Innocent ist mittlerweile beim Nachbarhaus. Genauer: bei dessen Schlafzimmerfenster. Er atmet schwer durch – dann: «Das glaube ich jetzt nicht … die alte Allenbach trägt wahrhaftig noch rote Reizwäsche. Ja, wen will die denn noch reizen? Der Köbi ist doch schon seit 15 Jahren kalt.»

«INNOCENT!»

Er hüstelt etwas verlegen: «Ist doch wahr … aber vielleicht hat die lustige Witwe ja doch mit diesem kroatischen Kellner von der ‹Sonne› angebandelt.» Dann abrupt: «Sind wir heute Abend daheim?»

Wir sind in Adelboden immer daheim. Ich liege auf der Couch und ärgere mich über die ewigen Wiederholungen im Fernsehen. Und Innocent hockt hinter dem Stubenfester-Vorhang und zieht sich das spanne(r)nde Privat-Programm aus den andern Stuben rein.

HEUTE ABEND IST ER WOHL UNSICHTBAR GAST IM HAUS DER WITWE ALLENBACH.

Als wir im letzten Jahr den Estrich des Chalets räumten, stiessen wir neben vielen zerlöcherten Schweizer Fahnen und einer Kiste mit Schmalfilm-Szenen, die alle meinen Vater zeigten, wie er in den Felsen klebte – als wir da also Schutt und Erinnerungen in die grosse Mulde warfen, war da plötzlich eine kleine Holzkiste. Und drin: mehrere Feldstecher.

Die Feldstecher waren Teil unserer Adelbodner Alltags-Requisiten. Die Geschichte begann, als Mettlers Käthi meine Mutter darauf aufmerksam machte, dass mein Vater ein Zehenloch in der linken Klettersocke habe.

«Aha», sagte die Mutter dumpf. Und pflückte sich ihren Alten daheim: «Wie kannst du vor diesem alten Klatschmaul dein Gestricktes abstreifen, Hans!?»

Vater schwor hoch und heilig, es sei nie etwas gewesen – aber ja, das Loch sei da.

ALS METTLERS KÄTHI DANN ABER MEINER MUTTER AUCH NOCH VOM KLEINEN BUBEN MIT DEM ENTENSCHRITT BERICHTETE, DER SICH IMMER BEI IHRER ABWESENHEIT VON IHREM CHANEL-5 AUF DIE BIRNE KLATSCHE UND AUCH HIN UND WIEDER DIE LIPPENSTIFTE AUSPROBIERE – ALSO DA STELLTE SICH DOCH DIE FRAGE: «Ja, woher weisst du das?»

Das Käthi schaukelte geniesserisch seine neuen Zähne hin und her.

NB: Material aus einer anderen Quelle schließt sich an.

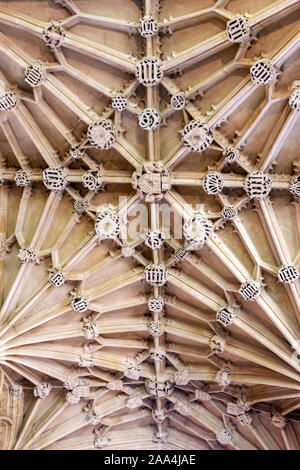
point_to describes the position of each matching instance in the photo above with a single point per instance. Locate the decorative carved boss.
(151, 181)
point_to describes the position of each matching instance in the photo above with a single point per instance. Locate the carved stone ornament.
(92, 179)
(149, 119)
(263, 72)
(8, 101)
(42, 390)
(76, 152)
(155, 274)
(231, 154)
(154, 240)
(156, 328)
(295, 186)
(80, 206)
(151, 181)
(229, 213)
(156, 304)
(56, 277)
(53, 35)
(27, 255)
(212, 183)
(101, 438)
(178, 101)
(197, 136)
(159, 415)
(34, 75)
(250, 290)
(148, 71)
(258, 185)
(238, 29)
(158, 354)
(79, 302)
(224, 436)
(23, 178)
(107, 224)
(131, 369)
(223, 377)
(119, 102)
(288, 274)
(159, 389)
(196, 230)
(89, 328)
(102, 134)
(226, 315)
(148, 27)
(217, 344)
(55, 178)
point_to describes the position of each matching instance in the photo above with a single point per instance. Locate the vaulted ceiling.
(179, 329)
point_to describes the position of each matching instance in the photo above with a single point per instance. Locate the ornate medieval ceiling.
(149, 224)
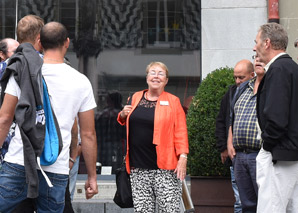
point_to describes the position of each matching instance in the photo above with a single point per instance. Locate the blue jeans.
(245, 175)
(13, 189)
(237, 204)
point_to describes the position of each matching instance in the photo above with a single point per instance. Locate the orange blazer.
(170, 131)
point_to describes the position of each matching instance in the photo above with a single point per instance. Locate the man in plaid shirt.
(243, 143)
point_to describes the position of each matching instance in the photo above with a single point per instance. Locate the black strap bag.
(123, 195)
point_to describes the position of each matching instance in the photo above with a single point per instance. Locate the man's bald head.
(243, 71)
(53, 35)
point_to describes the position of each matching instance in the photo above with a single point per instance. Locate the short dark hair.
(277, 35)
(53, 35)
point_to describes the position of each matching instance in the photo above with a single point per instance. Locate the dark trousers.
(245, 175)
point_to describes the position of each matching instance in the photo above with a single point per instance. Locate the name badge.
(164, 103)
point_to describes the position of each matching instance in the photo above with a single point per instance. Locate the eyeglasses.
(153, 73)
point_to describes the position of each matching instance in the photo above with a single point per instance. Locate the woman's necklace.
(147, 97)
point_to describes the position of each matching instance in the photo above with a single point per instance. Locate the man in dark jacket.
(243, 71)
(277, 104)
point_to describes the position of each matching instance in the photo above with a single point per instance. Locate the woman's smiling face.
(156, 78)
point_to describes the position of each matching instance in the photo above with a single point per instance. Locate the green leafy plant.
(204, 158)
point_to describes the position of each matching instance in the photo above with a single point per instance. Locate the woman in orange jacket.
(157, 144)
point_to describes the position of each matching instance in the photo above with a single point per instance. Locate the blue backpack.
(52, 142)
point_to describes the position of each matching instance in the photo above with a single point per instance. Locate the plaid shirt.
(245, 124)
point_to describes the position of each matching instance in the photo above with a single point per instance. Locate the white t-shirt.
(70, 92)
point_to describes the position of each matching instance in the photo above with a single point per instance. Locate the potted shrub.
(204, 164)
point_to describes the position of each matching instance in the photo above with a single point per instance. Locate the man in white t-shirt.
(70, 94)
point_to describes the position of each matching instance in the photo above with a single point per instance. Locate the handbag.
(123, 195)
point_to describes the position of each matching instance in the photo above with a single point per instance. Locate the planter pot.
(212, 194)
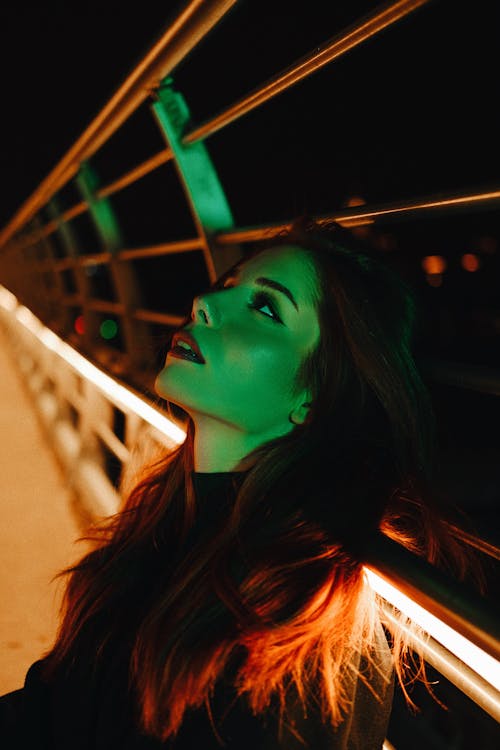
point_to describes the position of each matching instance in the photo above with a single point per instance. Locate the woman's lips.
(180, 353)
(188, 338)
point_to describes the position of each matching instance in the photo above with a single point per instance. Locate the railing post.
(71, 246)
(136, 334)
(207, 200)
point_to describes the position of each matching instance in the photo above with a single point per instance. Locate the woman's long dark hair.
(279, 580)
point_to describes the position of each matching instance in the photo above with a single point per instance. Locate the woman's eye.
(263, 300)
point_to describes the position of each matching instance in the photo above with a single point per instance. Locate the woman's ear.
(301, 414)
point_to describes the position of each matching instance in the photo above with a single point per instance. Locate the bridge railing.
(96, 400)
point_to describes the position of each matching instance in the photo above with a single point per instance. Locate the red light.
(80, 325)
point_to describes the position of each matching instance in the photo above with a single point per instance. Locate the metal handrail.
(357, 216)
(194, 22)
(443, 596)
(351, 37)
(450, 666)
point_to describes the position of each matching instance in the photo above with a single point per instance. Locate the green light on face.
(108, 329)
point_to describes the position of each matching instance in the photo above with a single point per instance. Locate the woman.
(225, 604)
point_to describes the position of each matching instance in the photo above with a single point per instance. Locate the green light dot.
(108, 329)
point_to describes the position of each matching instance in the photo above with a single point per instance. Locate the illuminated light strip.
(117, 393)
(455, 673)
(477, 659)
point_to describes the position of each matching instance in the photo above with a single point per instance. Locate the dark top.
(88, 711)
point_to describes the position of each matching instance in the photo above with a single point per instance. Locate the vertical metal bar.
(207, 201)
(71, 246)
(136, 334)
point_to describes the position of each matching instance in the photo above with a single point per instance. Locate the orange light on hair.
(434, 264)
(470, 262)
(477, 659)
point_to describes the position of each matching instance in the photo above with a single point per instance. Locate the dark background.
(411, 112)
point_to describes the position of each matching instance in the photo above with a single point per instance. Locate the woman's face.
(253, 339)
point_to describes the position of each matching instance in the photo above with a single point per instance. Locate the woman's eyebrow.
(263, 281)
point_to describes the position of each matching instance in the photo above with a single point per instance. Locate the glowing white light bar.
(117, 393)
(477, 659)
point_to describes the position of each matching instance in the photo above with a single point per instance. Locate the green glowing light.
(108, 329)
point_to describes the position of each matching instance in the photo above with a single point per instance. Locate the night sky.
(409, 112)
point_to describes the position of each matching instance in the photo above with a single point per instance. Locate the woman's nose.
(202, 310)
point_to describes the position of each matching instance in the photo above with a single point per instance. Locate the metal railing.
(76, 404)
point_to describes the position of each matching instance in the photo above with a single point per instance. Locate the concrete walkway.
(37, 531)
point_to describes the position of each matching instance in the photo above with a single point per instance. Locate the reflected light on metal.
(475, 658)
(118, 394)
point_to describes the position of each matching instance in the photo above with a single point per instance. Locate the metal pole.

Dann zog es sie mit einem starken Schlürfen fest und grinste. «Der Feldstecher … Ihr seid eines der interessantesten Programme auf dem Kuonisbergli, Lotti!»

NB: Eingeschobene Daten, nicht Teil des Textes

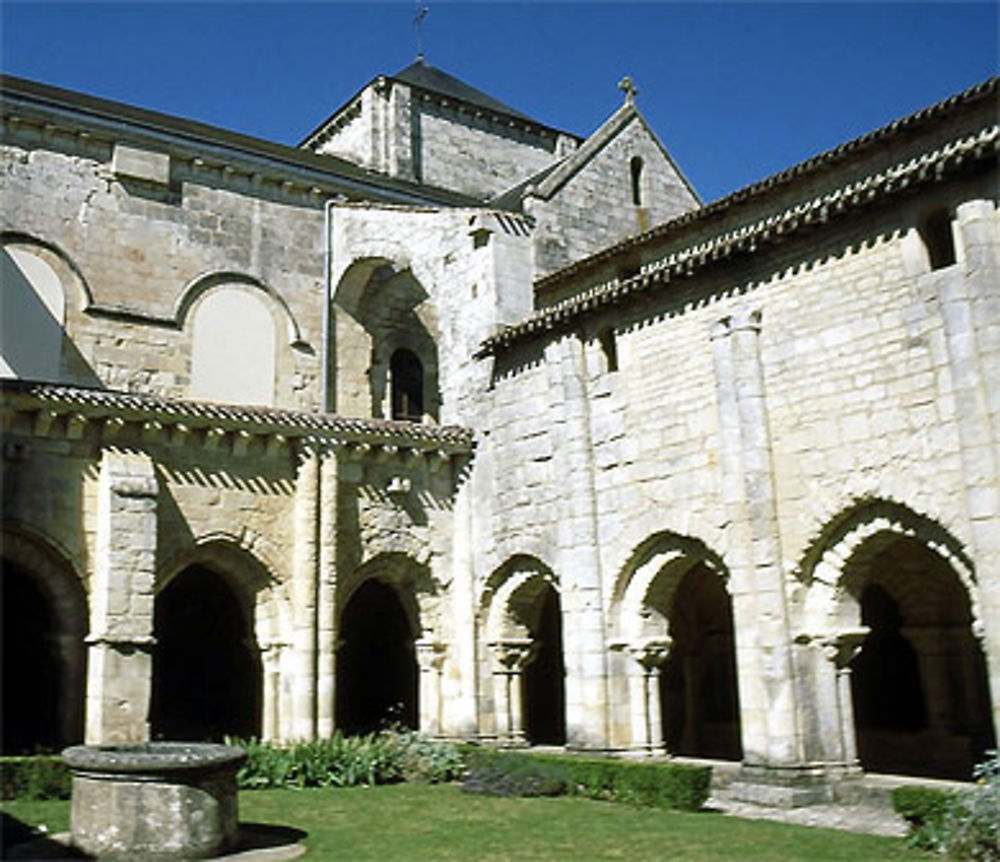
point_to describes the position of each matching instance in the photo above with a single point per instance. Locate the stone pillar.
(326, 664)
(430, 660)
(460, 719)
(772, 743)
(578, 560)
(270, 655)
(840, 650)
(304, 592)
(119, 658)
(510, 658)
(968, 297)
(647, 719)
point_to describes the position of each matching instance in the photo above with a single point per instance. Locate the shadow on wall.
(33, 339)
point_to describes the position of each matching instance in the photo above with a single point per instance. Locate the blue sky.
(736, 91)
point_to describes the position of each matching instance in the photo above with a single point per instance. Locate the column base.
(782, 786)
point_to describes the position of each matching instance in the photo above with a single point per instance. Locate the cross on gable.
(628, 88)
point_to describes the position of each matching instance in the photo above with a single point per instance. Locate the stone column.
(772, 741)
(326, 664)
(119, 658)
(578, 560)
(968, 297)
(647, 719)
(510, 658)
(304, 592)
(430, 660)
(270, 654)
(840, 649)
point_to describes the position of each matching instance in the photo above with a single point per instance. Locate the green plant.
(661, 785)
(926, 810)
(972, 825)
(508, 773)
(346, 761)
(34, 777)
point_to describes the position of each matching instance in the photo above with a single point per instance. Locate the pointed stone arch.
(521, 617)
(44, 627)
(381, 309)
(381, 607)
(208, 668)
(893, 601)
(674, 667)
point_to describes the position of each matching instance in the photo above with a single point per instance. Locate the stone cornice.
(934, 166)
(71, 408)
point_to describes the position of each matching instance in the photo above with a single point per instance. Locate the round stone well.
(155, 800)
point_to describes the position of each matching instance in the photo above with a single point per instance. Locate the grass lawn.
(412, 822)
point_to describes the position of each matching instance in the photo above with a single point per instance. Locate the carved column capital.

Meine Mutter, die mit der Bergenwelt eh nicht viel anfangen konnte, sah einen Silberstreifen am Horizont. Sie liess sich von Glopfenstein sämtliche Feldstecher-Typen vorlegen. Und behauptete, sie sei Ornithologin. Sie wolle das Leben der Vögel beobachten.

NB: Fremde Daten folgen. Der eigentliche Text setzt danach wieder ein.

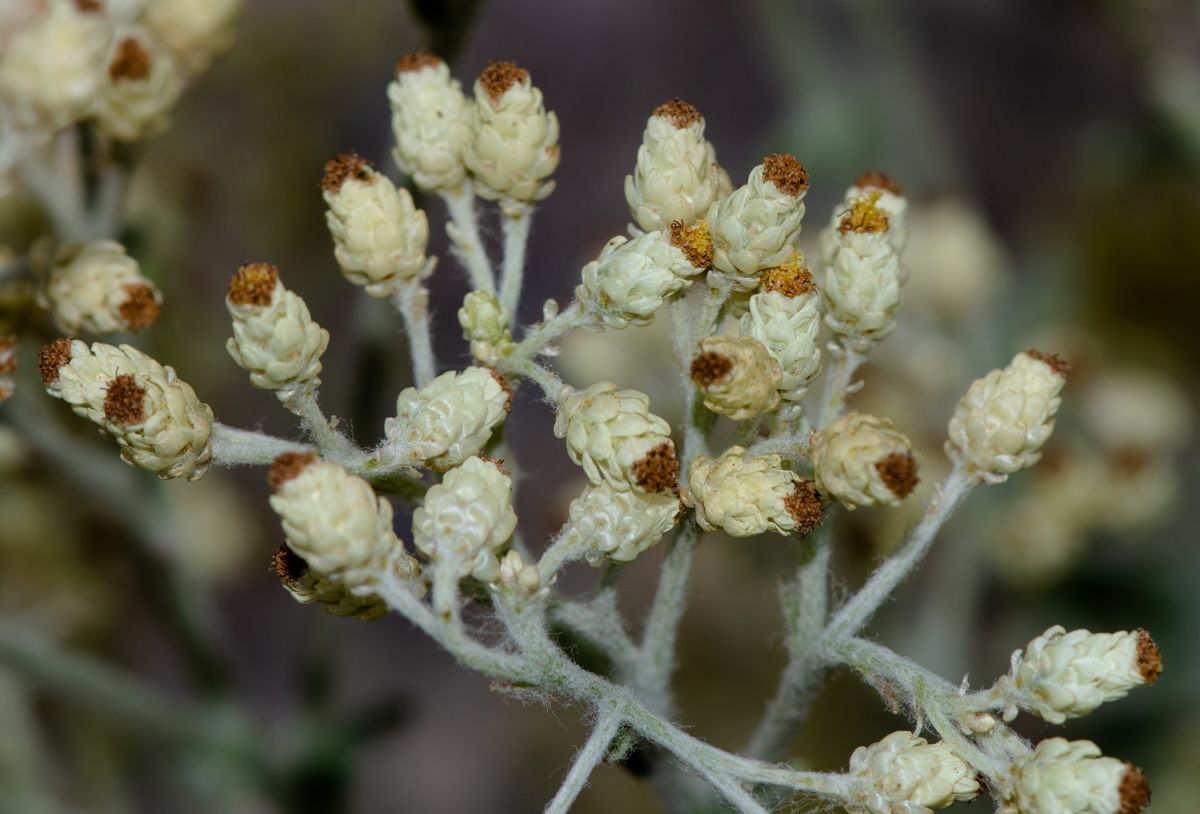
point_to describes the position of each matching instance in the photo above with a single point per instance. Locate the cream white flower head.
(432, 121)
(274, 335)
(1067, 675)
(863, 460)
(1001, 423)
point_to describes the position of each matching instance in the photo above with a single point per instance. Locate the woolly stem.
(515, 222)
(805, 608)
(412, 299)
(661, 632)
(588, 758)
(838, 387)
(850, 618)
(233, 447)
(333, 444)
(466, 243)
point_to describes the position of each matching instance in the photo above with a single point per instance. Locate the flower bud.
(448, 420)
(737, 375)
(142, 87)
(156, 418)
(96, 287)
(195, 31)
(677, 178)
(863, 460)
(274, 336)
(7, 366)
(485, 324)
(519, 576)
(616, 438)
(307, 586)
(1067, 675)
(432, 121)
(467, 520)
(1073, 777)
(619, 525)
(337, 525)
(785, 316)
(1003, 419)
(52, 69)
(906, 773)
(759, 225)
(516, 143)
(631, 279)
(747, 495)
(379, 234)
(863, 275)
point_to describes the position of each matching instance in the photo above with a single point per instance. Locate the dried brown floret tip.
(709, 367)
(287, 466)
(342, 168)
(141, 306)
(504, 384)
(694, 241)
(125, 400)
(417, 60)
(898, 472)
(804, 506)
(288, 566)
(1133, 791)
(791, 279)
(786, 173)
(863, 215)
(1150, 660)
(52, 358)
(498, 77)
(1057, 364)
(253, 283)
(659, 470)
(132, 61)
(678, 112)
(880, 181)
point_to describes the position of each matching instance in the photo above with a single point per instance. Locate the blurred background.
(1050, 151)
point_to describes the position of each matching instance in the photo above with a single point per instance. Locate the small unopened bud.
(863, 460)
(96, 287)
(737, 376)
(520, 576)
(1001, 423)
(906, 773)
(378, 232)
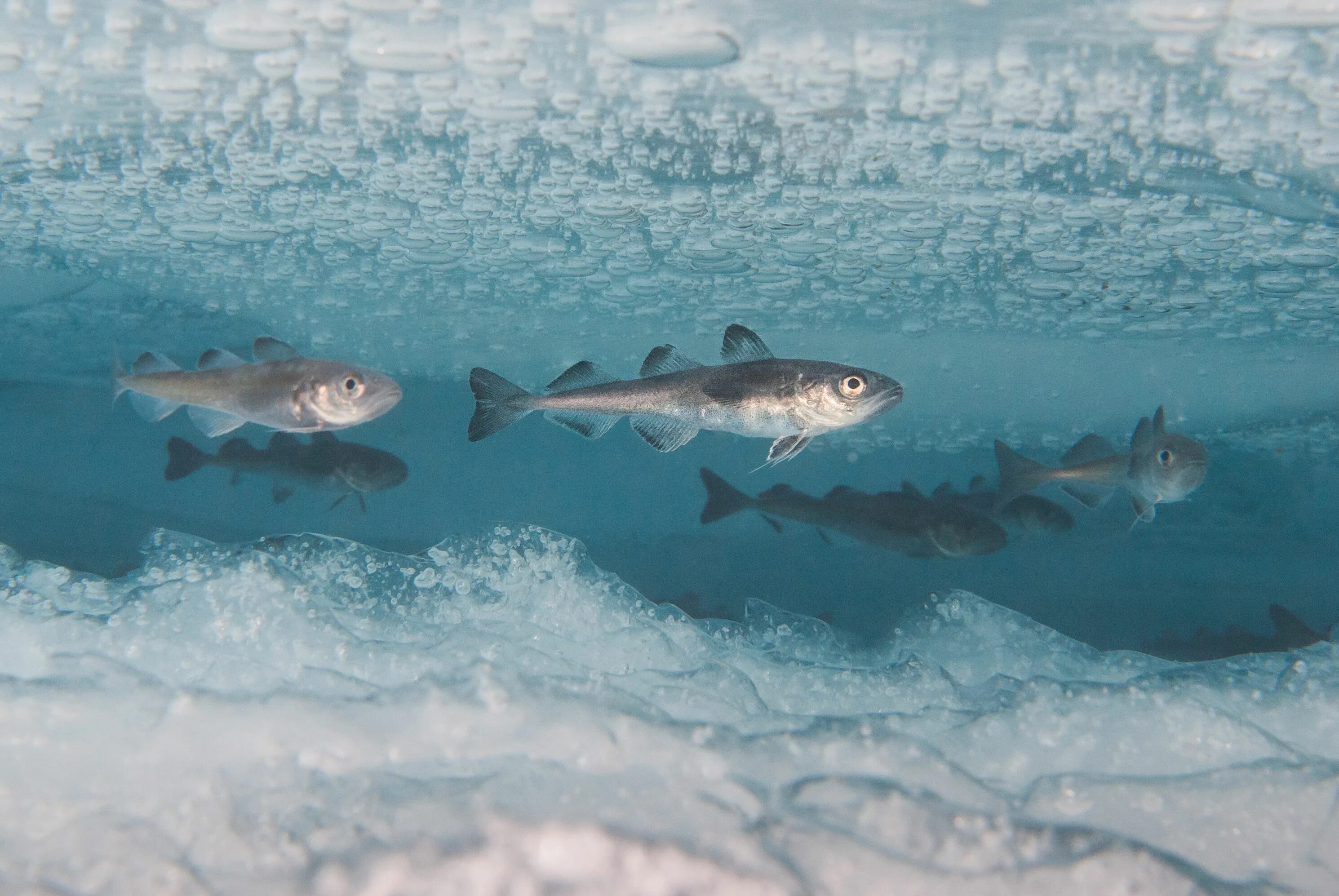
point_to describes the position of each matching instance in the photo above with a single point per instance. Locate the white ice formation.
(508, 172)
(310, 716)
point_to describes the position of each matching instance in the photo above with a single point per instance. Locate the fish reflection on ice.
(904, 521)
(326, 464)
(1289, 634)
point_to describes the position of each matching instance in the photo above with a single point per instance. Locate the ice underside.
(1043, 219)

Herr Glopfenstein rieb sich geschäftig die Hände. «Der hier ist für nahe Vögel, der für weite Vögel, und der hier zeigt den Vogel ganz hell in der dunklen Nacht.»

«ICH NEHME ALLE!», sagte die Mutter. Und Herr Glopfenstein versicherte ihr, dass alle Ornithologen hier im Ort diese Modelle benutzen würden.

Plötzlich fand Mutter das Leben am Fusse des Kuonisberglis spannender als den Halstuch-Mörder in der Glotze. Stundenlang konnte sie die Häuser mit den Ornithologen-Feldstechern absuchen – und hörte immer erst auf, wenn die Tränensäcke pochten und die Augen so rot waren, wie bei Familie Dracula vor dem Zubiss.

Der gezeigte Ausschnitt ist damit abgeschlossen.